Sur le premier point, on pourrait objecter qu’elle s’inscrit au contraire dans l’esprit de la refondation : retour de la pédagogie, davantage d’autonomie des acteurs, mais appui sur le socle commun, confiance pour élaborer les programmes dans une instance indépendante, le CSP, mise en avant des projets, lutte contre les inégalités en limitant le poids des options sélectives, plus grande place à l’accompagnement des élèves. S’il s’agissait d’appliquer quelque chose de bétonné à l’avance, d’ailleurs, la concertation n’existerait pas ou serait inutile. Or, celle-ci a eu lieu contrairement à ce qui est affirmé, durant l’été 2012, mais il est tellement plus facile de s’entendre sur de grands principes que lorsqu’il s’agit de la mise en musique concrète…
Sur le second point, comment mesure-t-on l’état de l’opinion ? Un ministère doit-il forcément suivre cette opinion définie par des sondages, par des mouvements de grève qui ne sont quand même jamais majoritaires ou par les médias ? Mais surtout, est-on sûr que les « contre » ont bien un projet alternatif ? Certains trouvent qu’il n’y a pas assez d’autonomie, d’autres trop. Certains prétendent vouloir un collège bien plus égalitaire (sans qu’on sache bien comment faire, en dehors de déverser toujours plus de moyens), d’autres veulent revenir à une sélection précoce, carrément dès la sixième (certains projets de droite style Bruno Le Maire, voire Fillon). J’ai cru comprendre que, dans certains pays, on pouvait censurer un gouvernement, mais seulement si on proposait une alternative.
Les opposants à la réforme auraient bien du mal à se mettre d’accord sur autre chose que sur leur désaccord. Le Front national et le Front de Gauche sont deux adversaires résolus de cette réforme : auraient-ils un point d’accord ? J’ai trop de respect, malgré parfois mes envies de ne pas en avoir, pour ceux qui se disent à la gauche de la gauche pour penser qu’il puisse y avoir la moindre convergence entre eux.

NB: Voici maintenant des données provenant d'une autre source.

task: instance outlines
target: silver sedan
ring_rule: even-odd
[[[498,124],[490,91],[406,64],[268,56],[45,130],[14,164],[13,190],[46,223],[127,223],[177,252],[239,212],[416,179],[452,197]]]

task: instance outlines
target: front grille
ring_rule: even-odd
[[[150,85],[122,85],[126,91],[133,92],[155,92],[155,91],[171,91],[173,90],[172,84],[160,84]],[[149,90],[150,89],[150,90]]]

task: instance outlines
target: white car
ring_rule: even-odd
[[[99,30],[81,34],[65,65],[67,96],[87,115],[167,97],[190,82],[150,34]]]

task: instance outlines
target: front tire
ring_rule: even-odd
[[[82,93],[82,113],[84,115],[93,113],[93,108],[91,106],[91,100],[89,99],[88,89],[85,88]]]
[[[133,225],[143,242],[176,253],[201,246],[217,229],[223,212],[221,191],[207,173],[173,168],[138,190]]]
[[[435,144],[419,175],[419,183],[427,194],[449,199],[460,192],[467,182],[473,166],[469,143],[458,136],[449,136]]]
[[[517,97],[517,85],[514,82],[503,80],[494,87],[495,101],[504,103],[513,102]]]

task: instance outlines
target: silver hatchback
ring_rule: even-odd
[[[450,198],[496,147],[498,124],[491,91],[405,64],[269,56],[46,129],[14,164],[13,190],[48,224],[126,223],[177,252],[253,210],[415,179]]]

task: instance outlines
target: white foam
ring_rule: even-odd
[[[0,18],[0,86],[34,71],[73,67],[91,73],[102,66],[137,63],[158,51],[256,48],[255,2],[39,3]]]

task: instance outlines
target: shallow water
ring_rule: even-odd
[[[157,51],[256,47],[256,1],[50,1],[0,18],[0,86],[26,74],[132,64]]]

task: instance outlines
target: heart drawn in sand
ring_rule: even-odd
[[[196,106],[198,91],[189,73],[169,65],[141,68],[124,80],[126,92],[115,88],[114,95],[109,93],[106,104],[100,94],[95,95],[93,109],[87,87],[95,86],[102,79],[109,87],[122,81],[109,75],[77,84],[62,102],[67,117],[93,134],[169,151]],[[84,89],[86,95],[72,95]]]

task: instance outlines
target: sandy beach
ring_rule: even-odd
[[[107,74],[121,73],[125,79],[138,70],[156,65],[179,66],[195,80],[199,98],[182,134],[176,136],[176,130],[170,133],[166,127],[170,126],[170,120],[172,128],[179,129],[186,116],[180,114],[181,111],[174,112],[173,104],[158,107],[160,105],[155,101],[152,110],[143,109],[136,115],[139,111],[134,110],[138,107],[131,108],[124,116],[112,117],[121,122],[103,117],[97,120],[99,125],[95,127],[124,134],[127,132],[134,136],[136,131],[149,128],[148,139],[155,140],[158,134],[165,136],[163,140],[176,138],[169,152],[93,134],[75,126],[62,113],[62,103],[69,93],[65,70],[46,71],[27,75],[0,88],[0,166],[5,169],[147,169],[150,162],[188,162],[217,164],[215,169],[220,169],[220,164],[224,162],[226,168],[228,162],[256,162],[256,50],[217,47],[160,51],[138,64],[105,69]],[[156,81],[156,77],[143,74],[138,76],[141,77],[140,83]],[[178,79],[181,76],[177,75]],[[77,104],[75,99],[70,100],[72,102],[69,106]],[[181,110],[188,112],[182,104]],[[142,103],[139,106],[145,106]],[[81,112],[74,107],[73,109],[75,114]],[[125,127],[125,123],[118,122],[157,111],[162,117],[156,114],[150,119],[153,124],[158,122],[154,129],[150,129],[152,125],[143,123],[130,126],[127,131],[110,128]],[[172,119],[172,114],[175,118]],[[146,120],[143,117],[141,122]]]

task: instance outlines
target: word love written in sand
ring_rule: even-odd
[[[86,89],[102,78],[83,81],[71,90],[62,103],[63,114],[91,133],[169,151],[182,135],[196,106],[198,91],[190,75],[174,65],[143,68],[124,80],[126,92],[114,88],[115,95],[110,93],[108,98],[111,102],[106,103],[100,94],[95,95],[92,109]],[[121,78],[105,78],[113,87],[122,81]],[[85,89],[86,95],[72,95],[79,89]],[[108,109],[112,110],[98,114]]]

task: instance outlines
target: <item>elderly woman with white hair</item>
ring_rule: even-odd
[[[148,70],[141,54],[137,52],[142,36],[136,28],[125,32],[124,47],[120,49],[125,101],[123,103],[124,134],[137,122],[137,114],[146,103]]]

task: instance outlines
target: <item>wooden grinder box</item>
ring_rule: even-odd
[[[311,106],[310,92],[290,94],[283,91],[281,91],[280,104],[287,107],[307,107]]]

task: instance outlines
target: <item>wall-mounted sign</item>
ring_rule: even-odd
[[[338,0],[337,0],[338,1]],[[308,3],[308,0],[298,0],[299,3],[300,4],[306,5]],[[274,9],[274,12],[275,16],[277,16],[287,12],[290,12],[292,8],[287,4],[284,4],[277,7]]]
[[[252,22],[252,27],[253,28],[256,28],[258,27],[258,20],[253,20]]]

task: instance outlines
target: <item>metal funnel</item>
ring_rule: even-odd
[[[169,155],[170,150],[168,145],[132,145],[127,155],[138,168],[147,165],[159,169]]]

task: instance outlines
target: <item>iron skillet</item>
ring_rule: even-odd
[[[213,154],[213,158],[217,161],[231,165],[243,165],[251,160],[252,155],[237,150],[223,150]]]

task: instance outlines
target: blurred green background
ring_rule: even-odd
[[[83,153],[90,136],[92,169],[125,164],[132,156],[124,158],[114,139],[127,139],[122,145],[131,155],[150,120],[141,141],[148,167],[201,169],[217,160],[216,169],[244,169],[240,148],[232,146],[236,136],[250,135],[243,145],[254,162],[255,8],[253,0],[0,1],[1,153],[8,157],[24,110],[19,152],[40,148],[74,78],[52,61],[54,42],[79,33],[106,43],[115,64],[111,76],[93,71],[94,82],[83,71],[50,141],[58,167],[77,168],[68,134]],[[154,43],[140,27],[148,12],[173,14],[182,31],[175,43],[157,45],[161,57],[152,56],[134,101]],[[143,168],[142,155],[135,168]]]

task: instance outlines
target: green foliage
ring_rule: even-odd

Alors, pourquoi ne pas défendre l’idée de respect des procédures institutionntelles ? Tous les recours légaux contre la réforme ont été déposés et rejetés. Les procédures démocratiques de consultation ont été respectées et le CSE d’ailleurs a approuvé cette réforme. Deux grands syndicats la défendent (la CFDT est certes très minoritaire aux élections professionnelles Education nationale, mais pas dans le privé, et plus globalement au niveau national, ce sera peut-être bientôt le premier syndicat de France, et il s’agit là d’une affaire-réformer l’école- qui concerne tout le monde, et pas les seuls professionnels de l’éducation). Je reste profondément républicain (eh oui, les pédagogues sont républicains !), respectueux de la Loi. J’ai toujours été opposé à l’idée de « désobéissance » invoquée à tort et à travers, dès lors que des droits humains et des valeurs fondamentales ne sont pas en jeu.
J’ajoute qu’il serait important de former les élèves sur ces questions : que veut dire une démocratie représentative, comment prend-on une décision ? Quelle influence ont et doivent avoir les lobbies en tous genres (lobbies qui ne sont pas exclusivement la défense d’intérêts économiques ?) quelle légitimité accorde-t-on à un refus, doit-on exiger des contre-propositions lorsqu’il y a opposition ? Peut-on prendre des décisions en étant insuffisamment informé ? La recherche de la « perfection » et du « zéro défaut » en matière politique n’est-elle pas dangereuse, car menant à un discrédit de la politique ouvrant la voie aux aventures populistes de celui qui prétend « balayer les élites » ? Autant de questions qu’il faut traiter dès lors qu’on prend au sérieux le parcours citoyen et l’EMC. Le récent rapport du CNESCO montre bien les dangers d’une présentation idyllique de la vie démocratique qui contrasterait trop avec la vie réelle, et donc conduirait à la déception. Plus que jamais s’avère indispensable une vraie éducation politique, refusant l’angélisme, l’utopisme et les « absolus », montrant les avantages du pragmatisme, mais aussi ses limites, dès lors qu’il peut conduire à un abandon de valeurs essentielles.